Esta pressão para a Associação Mata Ciliar deixar o terreno onde está instalada há 27 anos, dos 35 anos de luta pelos animais, mostra claramente que os interesses econômicos se sobrepõem à proteção da vida animal ou a qualquer outra questão ambiental em Jundiaí.

A Mata Ciliar também trava uma briga judicial com o aeroporto administrado pela Voa-SP, que já chegou a entrar com uma ação de despejo contra a ela, dando 48 horas para retirar mais de 130 animais de uma área de 30.000 m², local onde se encontram o recintos dos felinos e lobos-guarás. Essa ação ainda está aguardando julgamento no Tribunal de Justiça.

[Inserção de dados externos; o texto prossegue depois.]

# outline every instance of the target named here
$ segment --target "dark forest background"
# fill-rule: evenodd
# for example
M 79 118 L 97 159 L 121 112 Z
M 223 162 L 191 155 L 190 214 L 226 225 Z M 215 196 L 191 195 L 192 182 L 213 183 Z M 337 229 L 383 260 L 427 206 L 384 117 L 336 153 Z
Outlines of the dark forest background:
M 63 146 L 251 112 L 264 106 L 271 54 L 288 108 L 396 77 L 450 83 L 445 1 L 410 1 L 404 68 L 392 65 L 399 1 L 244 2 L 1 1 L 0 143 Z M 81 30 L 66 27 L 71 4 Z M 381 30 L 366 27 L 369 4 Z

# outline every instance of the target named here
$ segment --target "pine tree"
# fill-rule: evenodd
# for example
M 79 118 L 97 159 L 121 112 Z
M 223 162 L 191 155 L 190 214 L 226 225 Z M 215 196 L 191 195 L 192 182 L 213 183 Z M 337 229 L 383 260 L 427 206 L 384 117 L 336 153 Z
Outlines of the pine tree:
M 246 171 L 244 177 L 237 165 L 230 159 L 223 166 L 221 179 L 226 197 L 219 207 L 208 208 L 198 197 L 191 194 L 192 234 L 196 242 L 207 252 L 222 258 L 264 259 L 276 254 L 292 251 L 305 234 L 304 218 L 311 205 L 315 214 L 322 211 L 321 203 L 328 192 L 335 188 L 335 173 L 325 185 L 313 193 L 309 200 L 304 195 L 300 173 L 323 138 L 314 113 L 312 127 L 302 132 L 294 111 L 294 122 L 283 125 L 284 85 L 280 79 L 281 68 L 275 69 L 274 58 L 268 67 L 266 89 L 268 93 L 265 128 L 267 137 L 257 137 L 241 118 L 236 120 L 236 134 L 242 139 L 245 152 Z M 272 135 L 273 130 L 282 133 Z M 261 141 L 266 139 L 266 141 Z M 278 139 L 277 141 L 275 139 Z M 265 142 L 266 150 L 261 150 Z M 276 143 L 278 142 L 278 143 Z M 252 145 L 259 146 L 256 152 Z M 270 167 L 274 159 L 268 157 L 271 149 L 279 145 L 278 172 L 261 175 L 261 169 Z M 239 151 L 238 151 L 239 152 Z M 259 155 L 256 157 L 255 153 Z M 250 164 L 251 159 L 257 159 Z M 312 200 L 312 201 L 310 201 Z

Apoiadores da Mata Ciliar veem a luta pela permanência como símbolo pela proteção da Serra do Japi e pela qualidade de vida dos moradores de Jundiaí. As tratativas com o Governo do Estado, Prefeitura de Jundiaí e Voa-SP, destacam que o trabalho da entidade irá continuar e que tentam uma negociação para remanejar os animais do local, com o argumento que a reabilitação de animais naquele local atrai urubus e causam riscos para as aeronaves. Porém, o valor maior que está em jogo neste conflito é a questão ambiental, a sobrevivência ecológica da Serra do Japi e a qualidade de vida dos moradores da cidade.

Ampliar o aeroporto e a frota de voos domésticos para uma área próxima a Serra do Japi, além de aumentar a área comercial do entorno é colocar em risco todo um ecossistema ameaçado pela especulação imobiliária que avança ambiciosamente para o zoneamento de proteção em uma das últimas áreas de Mata Atlântica do Estado de São Paulo. Jundiaí não quer a ampliação do aeroporto, a cidade quer ver sua floresta viva, assim como seus habitantes silvestres.